Al 15 dicembre 2022 in Italia in carica al servizio sociale minorile erano presenti 14.221 giovani, tra i quali, 6400 sono campani, in particolare della provincia di Napoli. Di questi 14.221 minori presi in carico dai servizi sociali, 400 sono detenuti presso i 17 Istituti Penali Minorili, di cui 201 minori stranieri (50%). Nello specifico: Nisida ospita il maggior numero di detenuti, 57, cui segue Bologna con 45 ed Airola con 37 detenuti. E’ vero che aumentato il numero di criminalità di questi “adolescenti a metà” ma il dato che spaventa è la mancanza di consapevolezza del reato commesso; nel periodo storico a cavallo fra gli anni Ottanta e Novanta del Novecento i minori e i giovani devianti venivano considerati come “soggetti bisognosi di aiuto e di una guida” e non solo di punizione, negli ultimi due decenni il clima è nettamente mutato: i minorenni a rischio sono considerati come una minaccia per la convivenza civile, di conseguenza è nata la necessità di rivedere alcune delle norme emanate negli anni precedenti. In particolare, il limite di punibilità a quattordici anni del nostro ordinamento giudiziario e il ricorso al carcere solo in casi di mancanza di alternative.
Come detto prima dei 14.221 minorenni denunciati, fermati e portati presso le comunità SOLO 400 sono presenti presso gli IPM, si tratta di minori che hanno commesso reati gravi, la domanda nasce spontanea e gli altri?? In Campania 908 ragazzi sono presenti nelle comunità convenzionate, strutture diverse dal carcere e che hanno costi di gestioni nettamente inferiori rispetto al carcere; ma la comunità da sola non ce la può fare; ci vorrebbero delle strutture meno “libere” delle comunità in cui il minore si sente più controllato ; queste strutture potrebbero ospitare i detenuti che hanno commesso reati non gravissimi per i quali il carcere è l’unica soluzione. Se la popolazione parla in termini: “afflizione per minorenni, carcere per i minorenni, basta alle comunità”, ci si chiede: è tutto un reprimere? L’accudimento di chi è? Il carcere dovrebbe essere un luogo impegnato a privilegiare l’aspetto trattamentale piuttosto che luogo di contenimento penale.
Il paradosso è che per i minori presenti nelle carceri, che studiano, seguono corsi forse si può parlare di recupero, di reinserimento sociale ma gli altri?
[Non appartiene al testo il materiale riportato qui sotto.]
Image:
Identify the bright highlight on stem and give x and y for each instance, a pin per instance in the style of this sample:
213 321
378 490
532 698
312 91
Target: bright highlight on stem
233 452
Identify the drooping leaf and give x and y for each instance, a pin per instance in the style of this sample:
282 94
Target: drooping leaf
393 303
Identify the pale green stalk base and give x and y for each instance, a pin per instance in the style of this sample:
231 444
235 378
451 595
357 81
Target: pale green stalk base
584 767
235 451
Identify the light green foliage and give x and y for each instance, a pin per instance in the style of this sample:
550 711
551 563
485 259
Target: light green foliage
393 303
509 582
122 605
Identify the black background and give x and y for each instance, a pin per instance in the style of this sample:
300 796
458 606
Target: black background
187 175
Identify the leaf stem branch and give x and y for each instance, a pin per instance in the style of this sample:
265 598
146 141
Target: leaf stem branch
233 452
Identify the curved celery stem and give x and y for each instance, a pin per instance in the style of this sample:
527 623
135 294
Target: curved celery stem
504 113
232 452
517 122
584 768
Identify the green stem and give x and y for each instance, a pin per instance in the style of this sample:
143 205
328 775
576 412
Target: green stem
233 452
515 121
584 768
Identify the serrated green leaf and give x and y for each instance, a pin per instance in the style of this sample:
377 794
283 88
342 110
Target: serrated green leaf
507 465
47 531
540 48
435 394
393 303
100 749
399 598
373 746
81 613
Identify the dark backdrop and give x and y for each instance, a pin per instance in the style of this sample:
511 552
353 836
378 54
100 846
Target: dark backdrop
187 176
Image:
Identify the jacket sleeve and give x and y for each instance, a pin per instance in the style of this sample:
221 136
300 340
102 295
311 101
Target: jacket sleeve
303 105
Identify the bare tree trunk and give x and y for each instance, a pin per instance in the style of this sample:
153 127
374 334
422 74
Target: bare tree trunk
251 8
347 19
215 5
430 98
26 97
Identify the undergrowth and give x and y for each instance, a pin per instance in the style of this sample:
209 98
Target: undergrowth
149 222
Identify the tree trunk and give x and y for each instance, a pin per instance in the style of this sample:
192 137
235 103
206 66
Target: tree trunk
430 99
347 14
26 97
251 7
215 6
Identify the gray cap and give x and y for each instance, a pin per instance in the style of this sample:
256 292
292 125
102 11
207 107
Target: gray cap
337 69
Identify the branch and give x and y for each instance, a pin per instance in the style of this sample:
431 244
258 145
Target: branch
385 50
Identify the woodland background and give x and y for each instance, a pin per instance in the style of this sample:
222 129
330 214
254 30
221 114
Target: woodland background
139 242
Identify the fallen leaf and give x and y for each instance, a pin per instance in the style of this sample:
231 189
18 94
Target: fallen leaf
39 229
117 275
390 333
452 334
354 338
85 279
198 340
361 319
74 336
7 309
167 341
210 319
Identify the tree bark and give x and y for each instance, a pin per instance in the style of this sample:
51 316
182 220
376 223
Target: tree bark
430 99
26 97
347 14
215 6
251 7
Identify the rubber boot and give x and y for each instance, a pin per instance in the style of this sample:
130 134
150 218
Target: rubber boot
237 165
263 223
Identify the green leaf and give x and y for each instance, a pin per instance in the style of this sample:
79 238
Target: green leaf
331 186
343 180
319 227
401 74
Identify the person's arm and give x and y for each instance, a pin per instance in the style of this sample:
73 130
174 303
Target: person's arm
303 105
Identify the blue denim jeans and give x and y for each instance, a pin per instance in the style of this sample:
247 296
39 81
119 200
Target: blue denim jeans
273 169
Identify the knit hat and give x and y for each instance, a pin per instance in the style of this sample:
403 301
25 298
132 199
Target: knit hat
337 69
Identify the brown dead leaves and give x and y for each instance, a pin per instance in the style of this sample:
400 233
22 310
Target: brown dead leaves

Molteplici sono le cause che concorrono alla dirompente crescita del fenomeno della devianza minorile: gravi problemi familiari, degrado abitativo-ambientale, ma soprattutto l’elevatissima evasione scolastica: tema da sempre presente nell’agenda politica ma mai radicalmente risolto. Bisognerebbe lanciare una campagna a tappeto per sensibilizzare non solo le famiglie, spesso sorde al problema, ma l’intero ambiente, che dovrebbe operare a supporto delle autorità scolastiche per stigmatizzare a fondo il malcostume, segnalare gli evasori e i relativi nuclei familiari e additarli come veri e propri pericoli per l’integrità del tessuto sociale. Da tempo anche in Italia assistiamo a fatti di cronaca sempre più violenti e immotivati perpetrati da ragazzi la cui età va progressivamente diminuendo fino a coinvolgere bambini in età scolare; fenomeno che prende il nome di baby gang. Giovanissimi, aggressivi e violenti, che “giocano” a fare i grandi a spese degli altri. Aggredendo e ferendo gravemente i loro coetanei senza un motivo, per il mero gusto di farlo.
Dei 400 detenuti presenti nelle 17 carceri italiane, 201 sono STRANIERI: la comunità straniera che presenta in assoluto più minori coinvolti è quella rumena, segue quella marocchina e poi quella albanese: lo stesso andamento della criminalità adulta straniera. Il paradosso è, che con un così elevato numero di stranieri nelle carceri italiane manca la figura del mediatore culturale; pensando a loro difficoltà linguistiche e logistiche hanno difficoltà ad essere aiutati. (COMUNICO DUNQUE SONO)
Dei 3.792 REATI complessivamente contestati quest’anno ai detenuti minorenni in Campania, la stragrande maggioranza (il 57,8, %) riguarda reati contro il patrimonio (in particolare, rapine (530), furto (394), ricettazione (196), estorsioni (117); a seguire i reati contro la persona di cui (il 39,9%, per lo più lesioni volontarie) 233 produzione, spaccio e traffico di sostanze stupefacenti. Il dato però più sconcertante riguarda i 27 ragazzi adolescenti accusati di omicidio volontario e ben 80 di tentato omicidio, di questi 27, 8 detenuti hanno tra i 14 e 18 anni…. Credo non ci sia molto da aggiungere a questi numeri.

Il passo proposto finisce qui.